For the 1987–88 season, Young spent the majority of the season with the U.S. National team. In addition to playing on the national team Young played in the 1988 Winter Olympics and made his debut with the Whalers, playing in seven games. The following season he played full-time with the Whalers, scoring 59 points in 79 games. Young played one more full season with the Whalers and played half of the 1990–91 season with the Whalers before being traded to the Pittsburgh Penguins. Young helped the Penguins win the Stanley Cup in 1991.

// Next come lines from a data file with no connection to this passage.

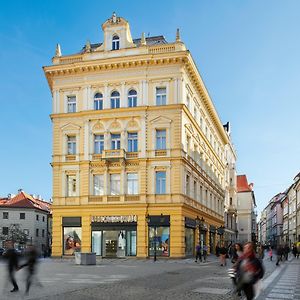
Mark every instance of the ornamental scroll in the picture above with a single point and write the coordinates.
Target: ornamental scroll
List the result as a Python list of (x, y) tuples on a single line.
[(114, 219)]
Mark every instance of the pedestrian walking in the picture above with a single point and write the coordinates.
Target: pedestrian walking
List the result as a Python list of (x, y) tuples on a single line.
[(249, 270), (198, 253), (261, 252), (12, 264), (204, 253), (294, 250), (270, 253), (32, 255), (286, 251), (279, 253), (223, 253)]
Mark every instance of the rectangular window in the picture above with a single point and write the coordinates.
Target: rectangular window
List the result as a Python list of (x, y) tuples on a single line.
[(115, 180), (71, 104), (160, 182), (132, 183), (161, 96), (160, 139), (132, 142), (187, 185), (98, 143), (98, 185), (5, 230), (115, 141), (71, 185), (71, 141)]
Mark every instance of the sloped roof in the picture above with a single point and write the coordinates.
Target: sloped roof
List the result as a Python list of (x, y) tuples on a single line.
[(242, 184), (150, 41), (24, 200)]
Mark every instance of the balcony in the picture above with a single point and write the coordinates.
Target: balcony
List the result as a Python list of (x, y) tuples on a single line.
[(112, 155)]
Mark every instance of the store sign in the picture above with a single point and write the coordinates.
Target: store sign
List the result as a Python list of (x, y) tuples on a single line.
[(114, 219)]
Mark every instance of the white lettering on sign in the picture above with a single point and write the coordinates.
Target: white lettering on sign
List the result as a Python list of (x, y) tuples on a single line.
[(114, 219)]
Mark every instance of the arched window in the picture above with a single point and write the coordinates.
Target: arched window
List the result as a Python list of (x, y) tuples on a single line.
[(98, 101), (132, 98), (115, 100), (115, 43)]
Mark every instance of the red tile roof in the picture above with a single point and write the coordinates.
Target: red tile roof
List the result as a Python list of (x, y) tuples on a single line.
[(242, 184), (24, 200)]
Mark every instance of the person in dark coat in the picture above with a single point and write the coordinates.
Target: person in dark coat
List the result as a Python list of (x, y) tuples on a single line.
[(198, 253), (12, 263), (32, 255), (280, 253), (249, 270)]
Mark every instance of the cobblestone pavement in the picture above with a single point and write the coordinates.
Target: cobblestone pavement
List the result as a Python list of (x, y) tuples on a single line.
[(128, 279), (286, 282)]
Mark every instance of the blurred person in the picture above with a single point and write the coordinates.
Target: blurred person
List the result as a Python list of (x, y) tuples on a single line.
[(12, 263), (204, 253), (294, 250), (249, 270), (279, 252), (198, 253), (223, 253), (270, 253), (286, 251), (31, 255), (261, 252)]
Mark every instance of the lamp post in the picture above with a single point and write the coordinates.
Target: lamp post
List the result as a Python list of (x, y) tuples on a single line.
[(221, 231), (200, 223)]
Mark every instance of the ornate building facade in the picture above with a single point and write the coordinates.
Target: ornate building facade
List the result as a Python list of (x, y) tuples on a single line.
[(138, 149)]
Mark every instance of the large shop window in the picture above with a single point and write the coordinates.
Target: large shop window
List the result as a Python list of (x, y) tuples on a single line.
[(189, 241), (72, 235), (159, 240)]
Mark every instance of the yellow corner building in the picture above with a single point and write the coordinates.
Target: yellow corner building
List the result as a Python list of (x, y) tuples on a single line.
[(138, 149)]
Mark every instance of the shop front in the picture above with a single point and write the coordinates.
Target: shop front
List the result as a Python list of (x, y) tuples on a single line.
[(71, 235), (212, 239), (159, 235), (190, 227), (114, 236)]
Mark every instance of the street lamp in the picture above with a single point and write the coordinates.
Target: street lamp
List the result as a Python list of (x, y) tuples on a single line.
[(200, 223)]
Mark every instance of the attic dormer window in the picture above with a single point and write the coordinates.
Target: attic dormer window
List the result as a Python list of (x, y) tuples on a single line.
[(115, 43)]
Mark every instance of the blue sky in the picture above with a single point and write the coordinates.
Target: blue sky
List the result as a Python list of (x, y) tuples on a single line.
[(247, 53)]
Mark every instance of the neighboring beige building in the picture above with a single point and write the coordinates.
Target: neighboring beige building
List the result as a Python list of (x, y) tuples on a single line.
[(246, 222), (138, 149)]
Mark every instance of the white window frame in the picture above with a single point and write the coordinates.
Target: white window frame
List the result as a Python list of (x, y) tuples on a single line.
[(98, 141), (98, 184), (132, 184), (71, 103), (115, 42), (98, 101), (71, 144), (115, 184), (160, 97)]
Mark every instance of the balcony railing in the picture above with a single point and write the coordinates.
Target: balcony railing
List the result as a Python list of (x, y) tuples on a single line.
[(113, 154)]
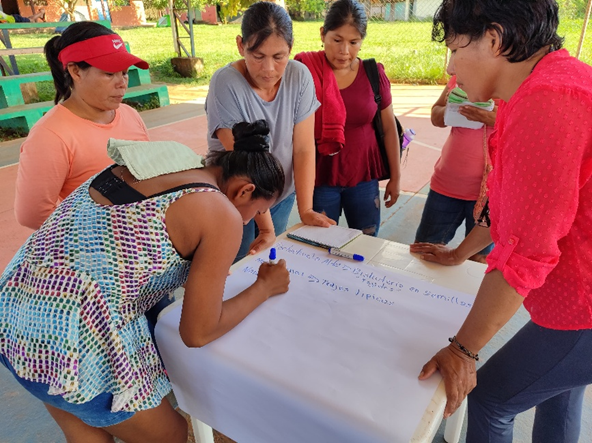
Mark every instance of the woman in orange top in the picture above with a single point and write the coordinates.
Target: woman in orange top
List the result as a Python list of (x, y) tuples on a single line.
[(89, 64)]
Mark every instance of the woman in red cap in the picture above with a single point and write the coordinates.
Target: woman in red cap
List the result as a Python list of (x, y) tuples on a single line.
[(68, 145)]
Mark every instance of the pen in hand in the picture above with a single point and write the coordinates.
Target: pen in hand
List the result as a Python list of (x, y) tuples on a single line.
[(272, 257), (339, 253)]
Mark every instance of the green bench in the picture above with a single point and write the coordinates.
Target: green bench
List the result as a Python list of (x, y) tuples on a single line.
[(15, 114), (23, 117)]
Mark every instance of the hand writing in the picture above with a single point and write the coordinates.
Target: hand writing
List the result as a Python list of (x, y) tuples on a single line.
[(274, 278), (264, 240), (313, 218)]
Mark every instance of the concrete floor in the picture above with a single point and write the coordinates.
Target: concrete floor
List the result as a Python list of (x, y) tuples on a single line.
[(24, 419)]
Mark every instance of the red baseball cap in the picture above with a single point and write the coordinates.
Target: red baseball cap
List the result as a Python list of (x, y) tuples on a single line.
[(106, 52)]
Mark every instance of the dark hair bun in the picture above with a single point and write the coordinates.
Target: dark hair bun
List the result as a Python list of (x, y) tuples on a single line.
[(251, 137)]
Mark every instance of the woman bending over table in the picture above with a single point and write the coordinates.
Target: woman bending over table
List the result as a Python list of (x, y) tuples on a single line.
[(72, 301)]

For the 1991–92 season Young spent the majority of the year playing in Italy in addition to a brief stint with the U.S. National Team and representing the U.S. in the 1992 Winter Olympics. Prior to 1992–93 season Young returned to the NHL and was traded by the Penguins to the Quebec Nordiques. He played three seasons with the Nordiques and remained on the team when they moved to Colorado and became the Colorado Avalanche. He played two seasons with the Avalanche and won his second Stanley Cup with the Avalanche in 1996. Prior to the 1997–98 season, Young was traded to the Mighty Ducks of Anaheim and played one season with the Ducks. The next offseason Young signed with the St. Louis Blues.

In his first stint with the Blues he played four seasons, enjoying the best season of his career in 2000–01 season, scoring 73 points and 40 goals, both career highs and the only time Young attained 40 goals in a season. Young also represented the U.S. in the 2002 Winter Olympics. Prior to the 2002–03 season Young signed with the Dallas Stars and played two years with them.  Following the cancelled 2004–05 season lockout, Young rejoined the Blues for the 2005–06 campaign. While the Blues finished last in the league that year, Young proved that he was still a strong hockey player, leading the team with 49 points. Following the season, Young retired from hockey. Young finished his career with 1181 career NHL games, 342 goals and 414 assists for 756 points.

Post-retirement
In 2011, Young returned to St. Mark's School in Southborough, Massachusetts, as the coach of the boys' varsity team for which he once played. As a coach, Young had three winning seasons, two Barber Tournament championships and two Boys' Holiday Showcase championships.  The St. Mark's team he helped build won the NEPSAC Small School Championships in 2015 and 2016.

Scott returned to his college alma mater Boston University Terriers as director of hockey operations in 2014. In September 2015, he was promoted to assistant ice hockey coach on head coach David Quinn's staff.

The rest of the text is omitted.